This goes both ways...There are men that are like that but there also a lot of women out there that look over men that have the stuff together and rather be with a man that is depnedant on her that is not ambitious.I surround myself with people that are go getters so I would clearly want that in all aspects of my life.

At the end of the day a lot of that has to deal with self-esteem. One can be successful at something but not have alot of self-esteem. You have to love yourself before you love others. It's a simple rule but people do not heed it.

Brooke said...

It's true, it does go both ways. I tried to show both angles, so maybe I didn't really succeed in that. I know alot of independent women who have a hard time balancing femininity while asserting their independence. I don't equate being successful with being independent. I think they're too different things. I think an independent minded person doesn't require that you make alot of money or are VP of a company. I think being independent means you are a whole person first who can take care of him/herself, who then wants someone to complement them - not fill any voids. Self-esteem for those type of independent people goes without saying.

But I do agree that there are some women who think being independent means finding a man who is dependent on them, not one who is equally as independent as they are - which is not TRUE independence, but emotional neediness.

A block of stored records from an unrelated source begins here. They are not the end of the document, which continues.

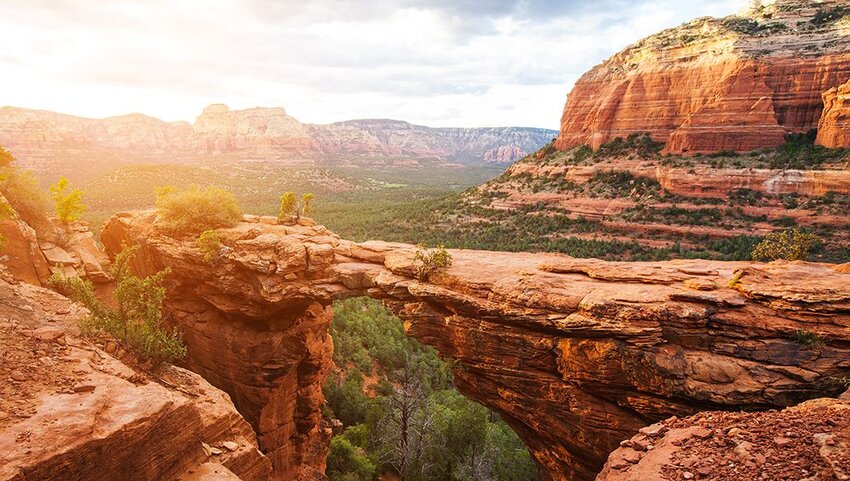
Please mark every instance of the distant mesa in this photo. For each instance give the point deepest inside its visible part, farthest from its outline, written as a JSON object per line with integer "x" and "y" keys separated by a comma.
{"x": 736, "y": 83}
{"x": 44, "y": 141}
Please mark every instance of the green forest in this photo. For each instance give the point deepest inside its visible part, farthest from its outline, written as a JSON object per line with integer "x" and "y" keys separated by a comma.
{"x": 401, "y": 414}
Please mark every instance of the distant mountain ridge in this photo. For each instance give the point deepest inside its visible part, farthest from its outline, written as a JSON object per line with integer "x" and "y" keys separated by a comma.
{"x": 740, "y": 83}
{"x": 44, "y": 140}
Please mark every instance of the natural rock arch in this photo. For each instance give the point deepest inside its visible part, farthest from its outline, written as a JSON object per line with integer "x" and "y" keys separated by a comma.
{"x": 575, "y": 354}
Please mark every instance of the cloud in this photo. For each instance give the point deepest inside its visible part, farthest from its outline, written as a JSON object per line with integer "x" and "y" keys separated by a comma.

Rene The Harlemite said...

You did make it clear...I emphaized on it because it is frquently commented on that men have issues with this but it happens alot with females as well....All of this is a working progress...They key is putting the work into it and if you are committed in doing so.

Brooke said...

I do know alot of women who appear to be independent - live alone and pay their own bills, have great jobs, appear to have it all together - and then get with dudes that will let them take care of them. That's the "hard d*#k and bubblegum" in that story I was telling you last night. You know I'm gonna write about her next!

Dre Lew said...

Hi Brooke ~ Breath of Fresh Air having an Independent Woman! (Why did you have go there with the Cranberry/Grape*LoL!!!)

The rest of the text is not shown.